Mailing List Archive

oom-killer keeps killing big un-tars
Greetings,

Several times now, I've been untarring some files in my dom0 and they've
been killed by the oom-killer. I originally thought it might be because
they were not in the foreground as I normally use screen. I just tried
again without screen and it was killed again.

I compiled Xen from a nightly snapshot that I downloaded a couple of
weeks ago.

xen root # ls -al xen-2.0-testing-src.tgz
-rw-r--r-- 1 root root 2432727 Apr 29 08:29 xen-2.0-testing-src.tgz

The system is a dual processor P2 300 Dell Workstation. It has only
128MB RAM total. I've allocated 42MB RAM to dom0. dom0 also mounts a
256MB swap partition.

Each time I've reviewed the /var/log/messages, there had been plenty of
free swap space when the process was killed.

I'm attaching sections from /var/log/messages where the process is
killed. Please let me know what else would be useful.

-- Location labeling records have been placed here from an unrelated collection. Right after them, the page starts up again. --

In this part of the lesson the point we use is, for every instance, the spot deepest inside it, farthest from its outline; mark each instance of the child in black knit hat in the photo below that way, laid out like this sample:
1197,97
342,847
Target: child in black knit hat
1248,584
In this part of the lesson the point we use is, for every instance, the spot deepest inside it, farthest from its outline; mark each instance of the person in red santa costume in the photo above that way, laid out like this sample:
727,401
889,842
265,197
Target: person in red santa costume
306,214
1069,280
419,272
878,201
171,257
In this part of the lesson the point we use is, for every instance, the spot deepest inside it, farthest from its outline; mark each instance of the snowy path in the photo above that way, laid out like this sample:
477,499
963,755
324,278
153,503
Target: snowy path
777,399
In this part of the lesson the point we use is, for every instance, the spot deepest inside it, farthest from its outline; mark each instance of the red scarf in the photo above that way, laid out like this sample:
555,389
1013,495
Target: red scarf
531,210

What should my next step be?

--
Andrew Thompson
http://aktzero.com/
Re: oom-killer keeps killing big un-tars [ In reply to ]
Are you running any guest domains? What are you using for the other domains
filesystems? Things like LVM snapshots and (especially) loopback devices
over NFS can use lots of (non swappable) kernel memory in dom0 and cause OOM
conditions quite easily.

Cheers,
Mark

On Wednesday 18 May 2005 16:43, Andrew Thompson wrote:
> Greetings,
>
> Several times now, I've been untarring some files in my dom0 and they've
> been killed by the oom-killer. I originally thought it might be because
> they were not in the foreground as I normally use screen. I just tried
> again without screen and it was killed again.
>
> I compiled Xen from a nightly snapshot that I downloaded a couple of
> weeks ago.
>
> xen root # ls -al xen-2.0-testing-src.tgz
> -rw-r--r-- 1 root root 2432727 Apr 29 08:29 xen-2.0-testing-src.tgz
>
> The system is a dual processor P2 300 Dell Workstation. It has only
> 128MB RAM total. I've allocated 42MB RAM to dom0. dom0 also mounts a
> 256MB swap partition.
>
> Each time I've reviewed the /var/log/messages, there had been plenty of
> free swap space when the process was killed.
>
> I'm attaching sections from /var/log/messages where the process is
> killed. Please let me know what else would be useful.
>
> What should my next step be?

_______________________________________________
Xen-users mailing list
Xen-users@lists.xensource.com
http://lists.xensource.com/xen-users
Re: oom-killer keeps killing big un-tars [ In reply to ]
Mark Williamson wrote:
> Are you running any guest domains? What are you using for the other domains
> filesystems? Things like LVM snapshots and (especially) loopback devices
> over NFS can use lots of (non swappable) kernel memory in dom0 and cause OOM
> conditions quite easily.

I currently have one guest domain that is happily running in another
30-40MB of RAM. (Repartitioned my drive, so I'm trying to untar gentoo
stage3 and portage.)

All filesystems are currently living on standard extended partitions of
a SCSI harddrive.

I do not have NFS(or hardly any other apps) running in dom0.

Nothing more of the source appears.